PISA – Con una bella serata e una cena a buffet all’interno del locale “The Wall” di Via Cardinale Maffi, i “Riformisti per Pisa” hanno illustrato per la prima volta alla cittadinanza pisana i punti programmatici della nuova realtà politica della città.

 E’ stato un incontro costruttivo in cui i cittadini (oltre duecento tra giovani e meno giovani) hanno potuto capire meglio quali sono gli obiettivi che le anime riformiste pisane vogliono ottenere dopo le elezioni amministrative. Il punto più discusso è stato sicuramente quello del Comune Unico nell’area pisana, che ci spiega meglio Federico Eligi, l’anima de i “Riformisti per Pisa”. Intanto è stato già fissato il prossimo appuntamento per la nuova realtà politica pisana per lunedì 25 marzo alle ore 21.00, presso i locali della federazione P.S.I. via S. Cecilia 31/A, Si tornerà a parlare di “Una città di 200,000 abitanti di sport con la relatrice R. Bonechi, oltre ad un incontro con l’associazione Arsenali Futuristi.

Federico Eligi, l’anima de i “Riformisti per Pisa” (Foto Massimo Ficini)

Eligi, intanto perchè nasce “Riformisti per Pisa”?

“Abbiamo messo in piedi questa realtà per dare spazio alla città e al nostro territorio. Ci sono molti progetti da realizzare a Pisa. Possiamo riuscirci non stravolgendo, ma migliorando molto alcune cose. Per fare questo occorre ragionare in termini nuovi e non con le vecchie categorie della politica. I prossimi cinque anni sono fondamentali per lo sviluppo del nostro territorio e non possiamo permetterci di perdere questa opportunità.

Il punto più importante su cui puntate molto è quello del Comune Unico con Pisa che diventerebbe una città di 200.000 abitanti…

“Il Comune Unico è l’unica vera risposta che possiamo dare all’area pisana in termine di crescita e sviluppo”

Perchè secondo voi è importante questo punto del programma?

“Se si realizzasse il Comune Unico Pisa avrebbe la possibilità di diventare il secondo polo della Toscana, altrimenti rischiamo di essere risucchiati, anche perchè Firenze con l’area metropolitana conoscerà a breve una nuova stagione. Arrivare a 200.000 per noi con un unico Comune sarebbe importante e soprattutto in grado di garantire uno sviluppo equilibrato del nostro territorio: non è più pensabile andare avanti con territori che sempre più assomigliano a dormitori e trovano la sola ragion d’essere in una rendita di posizione rispetto alla città”.

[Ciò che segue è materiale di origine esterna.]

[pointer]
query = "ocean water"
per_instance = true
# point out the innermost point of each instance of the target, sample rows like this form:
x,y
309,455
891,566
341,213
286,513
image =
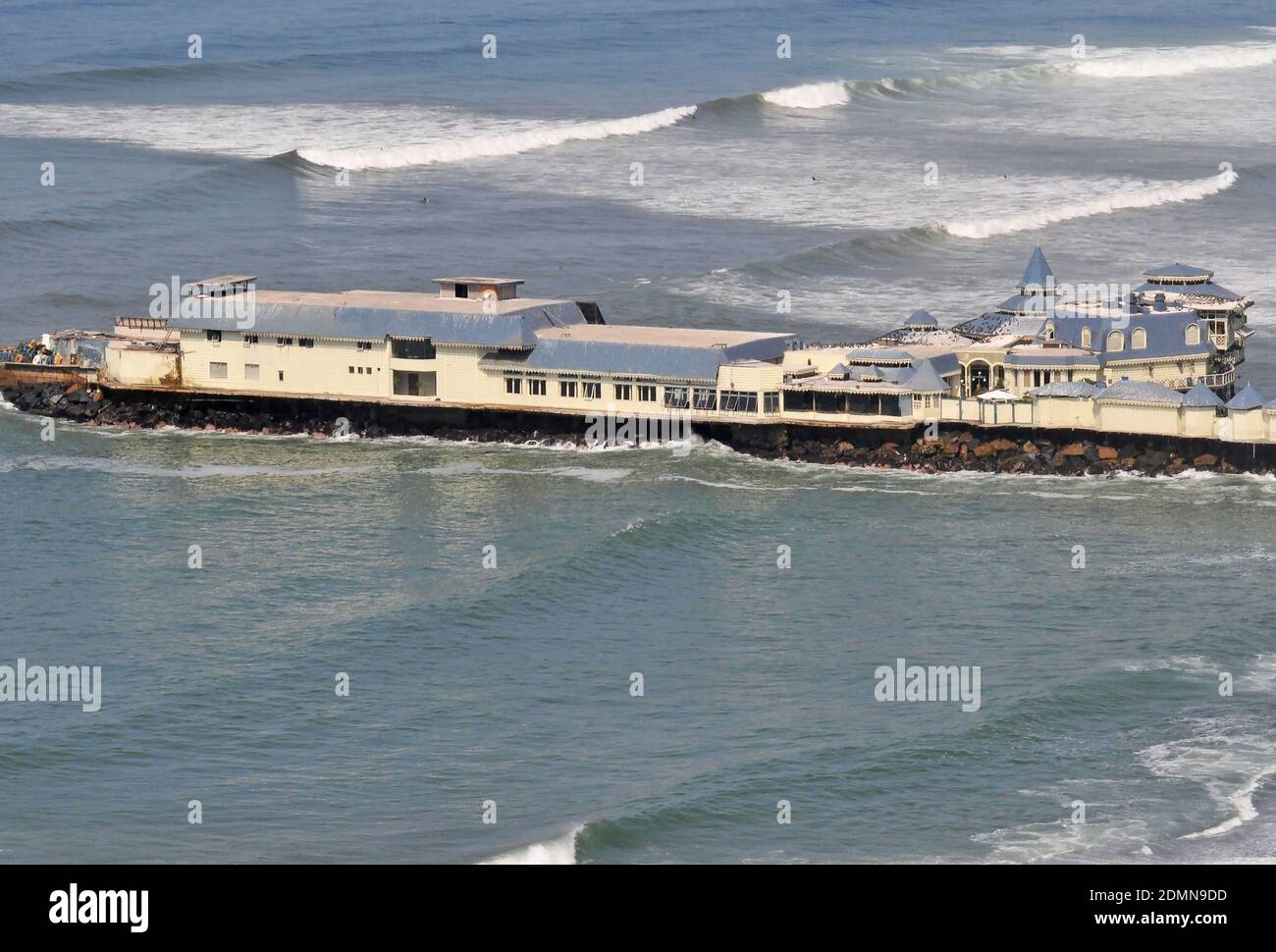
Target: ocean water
x,y
511,683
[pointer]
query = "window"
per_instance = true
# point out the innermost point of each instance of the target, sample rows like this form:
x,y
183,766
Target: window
x,y
412,349
676,397
739,402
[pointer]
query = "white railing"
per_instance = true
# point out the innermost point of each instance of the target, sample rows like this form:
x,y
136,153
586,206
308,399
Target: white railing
x,y
1182,383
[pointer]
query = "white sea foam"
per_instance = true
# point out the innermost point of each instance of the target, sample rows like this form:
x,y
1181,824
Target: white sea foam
x,y
1174,62
186,472
559,851
510,143
1135,196
1037,842
352,135
809,96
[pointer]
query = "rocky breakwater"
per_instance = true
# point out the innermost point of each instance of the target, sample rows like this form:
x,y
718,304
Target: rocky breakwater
x,y
1038,453
314,417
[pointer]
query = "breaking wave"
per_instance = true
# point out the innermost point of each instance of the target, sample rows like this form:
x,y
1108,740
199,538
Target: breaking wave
x,y
559,851
1139,196
809,96
493,145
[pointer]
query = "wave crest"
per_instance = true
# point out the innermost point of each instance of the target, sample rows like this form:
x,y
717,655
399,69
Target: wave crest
x,y
1141,196
809,96
493,145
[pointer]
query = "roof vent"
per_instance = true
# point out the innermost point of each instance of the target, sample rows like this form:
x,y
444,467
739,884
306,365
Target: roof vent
x,y
480,289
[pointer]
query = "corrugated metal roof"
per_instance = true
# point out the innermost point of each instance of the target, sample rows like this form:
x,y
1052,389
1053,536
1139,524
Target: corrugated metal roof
x,y
510,328
670,361
1067,388
1178,271
926,379
1249,398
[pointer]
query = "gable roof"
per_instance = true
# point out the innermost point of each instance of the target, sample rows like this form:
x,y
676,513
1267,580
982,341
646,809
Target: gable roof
x,y
1200,396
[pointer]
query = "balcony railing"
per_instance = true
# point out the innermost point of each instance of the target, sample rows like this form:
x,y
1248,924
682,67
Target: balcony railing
x,y
1211,381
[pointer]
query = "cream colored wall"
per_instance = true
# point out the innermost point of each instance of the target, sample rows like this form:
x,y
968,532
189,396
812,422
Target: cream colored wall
x,y
1132,417
1247,425
1197,421
1066,411
319,370
136,365
751,378
1161,372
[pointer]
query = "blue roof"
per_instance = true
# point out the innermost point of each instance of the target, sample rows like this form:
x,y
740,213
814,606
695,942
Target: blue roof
x,y
1207,289
670,361
1141,392
1200,396
1034,304
513,328
1037,273
1249,398
1165,334
873,355
926,379
1178,271
1063,360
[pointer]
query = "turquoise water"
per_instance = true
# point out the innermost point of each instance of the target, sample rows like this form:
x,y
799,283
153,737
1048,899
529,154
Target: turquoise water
x,y
511,683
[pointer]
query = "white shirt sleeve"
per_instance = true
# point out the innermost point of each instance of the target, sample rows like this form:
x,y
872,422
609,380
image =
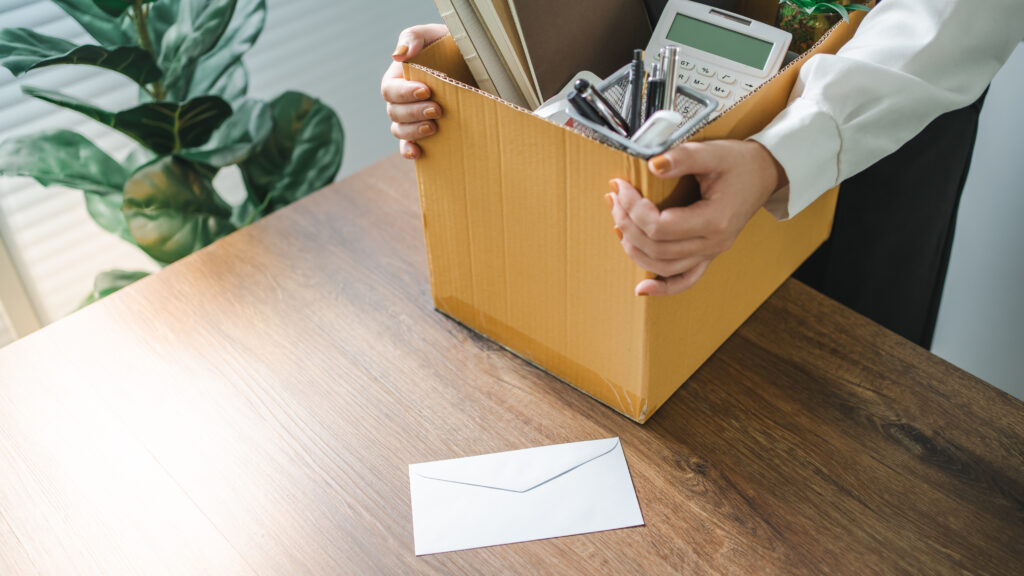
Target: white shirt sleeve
x,y
909,62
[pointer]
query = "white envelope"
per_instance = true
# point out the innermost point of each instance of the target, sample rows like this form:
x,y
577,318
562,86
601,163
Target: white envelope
x,y
521,495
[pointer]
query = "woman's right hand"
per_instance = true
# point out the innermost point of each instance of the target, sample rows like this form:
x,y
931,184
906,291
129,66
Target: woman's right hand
x,y
412,112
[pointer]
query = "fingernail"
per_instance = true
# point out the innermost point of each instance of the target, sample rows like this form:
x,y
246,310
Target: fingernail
x,y
659,164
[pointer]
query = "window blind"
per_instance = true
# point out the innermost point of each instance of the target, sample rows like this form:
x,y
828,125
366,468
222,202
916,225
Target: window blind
x,y
6,336
332,49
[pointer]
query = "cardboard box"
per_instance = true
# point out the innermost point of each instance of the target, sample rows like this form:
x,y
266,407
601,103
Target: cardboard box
x,y
521,249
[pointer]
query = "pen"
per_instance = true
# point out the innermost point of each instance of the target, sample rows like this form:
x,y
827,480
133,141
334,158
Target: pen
x,y
670,63
608,113
655,90
636,91
583,107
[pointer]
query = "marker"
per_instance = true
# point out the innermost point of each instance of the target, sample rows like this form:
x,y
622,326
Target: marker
x,y
608,113
670,66
636,91
655,90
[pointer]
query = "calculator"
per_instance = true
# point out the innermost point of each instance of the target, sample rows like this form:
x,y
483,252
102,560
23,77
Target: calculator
x,y
722,54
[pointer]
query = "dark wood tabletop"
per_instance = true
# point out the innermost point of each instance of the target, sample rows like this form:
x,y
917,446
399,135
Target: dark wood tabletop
x,y
253,409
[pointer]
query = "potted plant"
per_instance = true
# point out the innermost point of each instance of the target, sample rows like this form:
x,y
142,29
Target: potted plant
x,y
809,19
193,119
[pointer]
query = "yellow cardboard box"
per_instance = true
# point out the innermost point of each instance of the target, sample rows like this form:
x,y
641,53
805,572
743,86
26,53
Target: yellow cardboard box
x,y
520,246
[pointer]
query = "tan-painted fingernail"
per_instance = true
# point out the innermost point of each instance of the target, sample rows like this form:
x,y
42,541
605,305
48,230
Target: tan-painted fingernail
x,y
659,164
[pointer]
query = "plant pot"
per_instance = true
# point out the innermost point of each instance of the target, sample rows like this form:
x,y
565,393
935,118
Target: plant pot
x,y
806,29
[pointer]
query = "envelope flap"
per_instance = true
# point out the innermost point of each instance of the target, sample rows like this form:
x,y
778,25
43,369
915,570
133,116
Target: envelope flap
x,y
517,470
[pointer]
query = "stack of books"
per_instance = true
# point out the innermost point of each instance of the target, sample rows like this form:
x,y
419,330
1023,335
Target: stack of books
x,y
524,51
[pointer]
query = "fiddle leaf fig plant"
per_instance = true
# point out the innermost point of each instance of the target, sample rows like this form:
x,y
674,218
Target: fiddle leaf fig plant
x,y
193,119
819,7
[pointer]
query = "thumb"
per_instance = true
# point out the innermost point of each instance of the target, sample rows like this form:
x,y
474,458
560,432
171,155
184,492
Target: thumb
x,y
688,158
412,40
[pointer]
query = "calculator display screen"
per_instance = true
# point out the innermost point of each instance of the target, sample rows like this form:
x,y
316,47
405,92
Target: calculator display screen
x,y
720,41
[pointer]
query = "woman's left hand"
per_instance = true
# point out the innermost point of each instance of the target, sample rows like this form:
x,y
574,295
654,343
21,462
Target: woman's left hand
x,y
735,177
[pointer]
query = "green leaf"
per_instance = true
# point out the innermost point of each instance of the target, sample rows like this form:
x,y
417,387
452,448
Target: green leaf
x,y
105,210
172,209
137,158
237,138
826,7
116,7
110,282
61,158
199,27
302,154
108,31
232,85
222,59
23,49
164,127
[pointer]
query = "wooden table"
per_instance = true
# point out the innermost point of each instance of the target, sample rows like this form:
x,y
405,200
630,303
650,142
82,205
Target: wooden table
x,y
253,410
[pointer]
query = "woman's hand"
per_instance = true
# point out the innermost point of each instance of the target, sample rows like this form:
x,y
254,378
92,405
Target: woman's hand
x,y
412,113
735,177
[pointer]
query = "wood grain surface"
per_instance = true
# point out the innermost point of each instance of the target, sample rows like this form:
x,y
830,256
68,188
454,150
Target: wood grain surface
x,y
253,409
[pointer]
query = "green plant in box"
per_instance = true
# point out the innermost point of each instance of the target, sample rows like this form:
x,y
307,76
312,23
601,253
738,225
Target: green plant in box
x,y
809,19
193,119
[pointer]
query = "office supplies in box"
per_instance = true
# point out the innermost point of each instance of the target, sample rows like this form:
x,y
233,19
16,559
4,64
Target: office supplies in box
x,y
520,247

Che vantaggi si potranno trarre dall’Unico Comune?

“A beneficiarne sarebbero soprattutto i cittadini con servizi organizzati meglio, perchè in linea con la nuova dimensione del territorio e a costi più contenuti: basti pensare al tema della mobilità che ancora oggi avviene secondo i confini amministrativi dei comuni e non tenendo conto dei nuovi flussi dovuti alla mobilità della popolazione in uscita dalla città. La stessa cosa la potremmo dire per il piano dei rifiuti e in generale per tutti i servizi. Non è più giustificabile avere sei consigli comunali. Tra cinque anni eleggeremo un unico Sindaco e un unico consiglio comunale. Se poi la politica non vorrà fare un passo avanti allora faremo parlare i cittadini. Questo sistema attuale non è un vantaggio per nessuno”.

Nel vostro programma c’è anche l’H24 per la Polizia Municipale. Perchè?

“Perchè pensiamo che dobbiamo essere più presenti sul territorio e soprattutto ridare ai quartieri quella tranquillità di cui hanno bisogno. In città a noi vicine questo accade già. Non vedo perchè a Pisa questo obiettivo non debba raggiungersi per dare maggiore tranquillità in periferia e per garantire un maggior controllo del territorio”.